「社会を変える」と「文化をつくる」の違い

 最近、特に意識して「社会を変える」と「文化をつくる」ということばを使い分けるように気をつけている。どっちも同じように思えるかもしれない。明確に違うと思う点についてまとめてみたい。

社会と文化の捉え方

 ざっくりとまとめると以下のように異なる意味を持つはずです。

  • 社会を変える:既存のものを恣意的に変えようとする意志が前面に出たことば
  • 文化をつくる:既存にない価値観を持つ一定の共有知を紡ぎ出そうとする意志が前面に出たことば

「社会を変える」に込められたニュアンス

 社会とはなにか。社会は「集団の総体」です。つまり、社会は「有機的につながった人びとのシステム」です。「社会を変える」ということばについて考えると、今あるそれぞれの個人・集団の生活システムを変えてやろうと捉えることができるのではないか。自分が生きている世界は社会的に誰かが作ってきたものだから必ずしもそれが悪いわけではない。

 一方で考えてしまうのは、「社会って変えてやろうとして変えることができるのか」という点だ。社会ってのはシステムのことだと言ったように、システムは自分の思いがけないところで常に蠢いて変わり続けている。だとすれば、自然と変わっているものなのに自分なりの「よい」とするものを目指しているという「固定的な」視点がどうしても浮き彫りになる表現だなと感じてしまう。

「文化をつくる」に込められたニュアンス

 社会が人びとの生活の総体を形作るシステムだとすれば、文化とはその中で身につける精神的・身体的な「振る舞い」という風に捉えることができないか。つまり、社会とは外部的なもの、文化とは内部的なものと捉えてみる。社会と文化のお互いがお互いに完全に独立しあっている存在しているわけではなく、絶えず二つは関係しながら形づくられている。

 ここで両者を意識的にわけて考えるのは、それぞれのコアとなる概念の違いを浮き彫り立たせるためだ。とすると、「社会を変える」ということばは外部にある構造を変えようとするニュアンスが強い一方で、「文化をつくる」とは内部に宿る価値規範をつくろうとするニュアンスが強いものとして考え直せる。

まとめ

「社会」と「文化」という至極当然にあると思われている抽象的な概念を定義することは難しい。二つのことばに意味が重なってしまうように、定義は意味を狭めてしまう。議論する上では概念定義はせざるを得ないが、定義すればいいというわけでもない。

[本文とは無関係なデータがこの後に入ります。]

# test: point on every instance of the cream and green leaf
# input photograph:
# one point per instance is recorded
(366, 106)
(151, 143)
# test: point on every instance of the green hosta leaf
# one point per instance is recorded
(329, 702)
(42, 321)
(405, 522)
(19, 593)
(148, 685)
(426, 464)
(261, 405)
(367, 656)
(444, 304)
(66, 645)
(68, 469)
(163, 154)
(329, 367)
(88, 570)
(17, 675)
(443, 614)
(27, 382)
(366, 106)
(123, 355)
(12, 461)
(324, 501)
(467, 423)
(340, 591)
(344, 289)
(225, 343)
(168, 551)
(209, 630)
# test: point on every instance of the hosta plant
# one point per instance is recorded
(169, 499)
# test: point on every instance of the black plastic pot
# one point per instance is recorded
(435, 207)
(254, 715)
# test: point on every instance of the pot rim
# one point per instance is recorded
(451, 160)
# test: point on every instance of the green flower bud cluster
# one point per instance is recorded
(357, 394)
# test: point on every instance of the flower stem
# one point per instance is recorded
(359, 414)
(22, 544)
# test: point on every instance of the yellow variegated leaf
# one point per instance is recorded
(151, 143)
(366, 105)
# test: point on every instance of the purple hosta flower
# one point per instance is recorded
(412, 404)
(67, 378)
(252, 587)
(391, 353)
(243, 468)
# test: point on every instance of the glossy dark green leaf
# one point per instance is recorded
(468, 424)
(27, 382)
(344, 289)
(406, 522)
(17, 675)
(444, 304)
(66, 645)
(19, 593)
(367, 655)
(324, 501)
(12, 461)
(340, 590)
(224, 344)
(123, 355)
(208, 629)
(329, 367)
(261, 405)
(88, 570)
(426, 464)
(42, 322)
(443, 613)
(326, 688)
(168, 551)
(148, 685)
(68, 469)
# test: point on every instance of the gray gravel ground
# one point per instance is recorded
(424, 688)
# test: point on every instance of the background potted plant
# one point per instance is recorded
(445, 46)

 というのも、二つのことばの違いを捉えて、あえて「社会を変える」ではなく「文化をつくる」と表現する意味を探ろうとしたからだ。文化をつくるという表現に肩入れしたのは、クリエイティブでありたいというマインドを持つからかもしれない。システムを変えるよりも、それぞれの人の胸に宿る主体性を尊重したいからかもしれない。あくまでもぼく個人として意識して使い分けたいことばにしたいと考え言語化した。また改めて考えたいトピックだが今日はこの辺で。ではでは。